O Citigroup firmou uma parceria com a empresa fintech Ant International, sediada em Singapura, para lançar um programa piloto que visa aprimorar a gestão de riscos cambiais (FX) por meio de inteligência artificial.
A Ant International é uma afiliada da gigante chinesa de tecnologia financeira Ant Group, fundada pelo bilionário Jack Ma, que fornece serviços globais de pagamento digital, digitalização e tecnologia financeira, com operações na Ásia, Europa, Oriente Médio e América Latina.
O programa piloto foi originalmente desenvolvido para a aviação
Segundo o Citigroup e a Ant International, na sexta-feira, a iniciativa integra a solução Fixed FX Rates do Citi, já amplamente utilizada por clientes em setores como o comércio eletrônico, com o modelo Falcon Time-Series Transformer (TST) da Ant International, uma ferramenta de previsão baseada em inteligência artificial com quase 2 bilhões de parâmetros e capacidade de ajudar empresas a reduzir custos de hedge cambial.
O programa piloto foi originalmente desenvolvido para atender clientes do setor de aviação, mas demonstrou grande potencial na área de gestão de riscos. Ele já foi utilizado em transações reais com as principais companhias aéreas asiáticas, e as empresas afirmam que foi possível reduzir os custos de hedge cambial fixo para a venda de passagens online.

Os resultados são animadores. Kelvin Li, gerente geral de Tecnologia de Plataforma da Ant International, afirmou que a conquista demonstra como a eficiência de custos pode ser alcançada com a proteção cambial habilitada por IA. Ele também expressou entusiasmo pela colaboração com o Citi, pois isso os ajudará a alcançar mais empresas e setores.
O lançamento ocorre cerca de seis meses depois de o Citi ter iniciado a implementação de novas ferramentas de IA para funcionários em oito países, e de ter disponibilizado o mesmo nível de acesso a 140.000 funcionários em todo o mundo.
Os grandes bancos têm utilizado ferramentas de IA de maneiras mais específicas
Desde o início do boom da IA, vários setores têm se adaptado gradualmente a esse novo desenvolvimento, e o setor bancário não ficou para trás.
Segundo relatos, os grandes bancos estão cada vez mais implementando ferramentas de IA para aplicações específicas, visando aumentar a eficiência, reduzir custos e aprimorar a tomada de decisões.

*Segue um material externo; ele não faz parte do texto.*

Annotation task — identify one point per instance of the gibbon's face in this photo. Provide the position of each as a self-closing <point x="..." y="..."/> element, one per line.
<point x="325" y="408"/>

Bons exemplos incluem o chatbot do Morgan Stanley, criado para auxiliar consultores financeiros nas interações com clientes, e a assistente virtual Erica, do Bank of America, criada para focar nas transações diárias de clientes de varejo, utilizando-a para sinalizar atividades suspeitas com maior precisão.
o JPMorgan Chase agora utiliza IA para avaliação de riscos em tempo real e conformidade regulatória. A empresa também opera a plataforma COiN, que reduz o tempo gasto em revisões manuais, auxiliando na análise de documentos jurídicos.
O HSBC também passou a usar IA para detectar padrões de lavagem de dinheiro, uma medida que, segundo a empresa, melhorou a detecção em 20% em comparação com os sistemas antigos.
Especialistas acreditam que essa ampla adoção da IA no setor financeiro é impulsionada pelo desejo dos grandes bancos de superarem uns aos outros e se manterem relevantes. O apoio regulatório também desempenhou um papel importante nessa adoção.
Em 2024, o Federal Reserve afirmou que a IA poderia economizar US$ 80 bilhões anualmente para o setor bancário até 2030.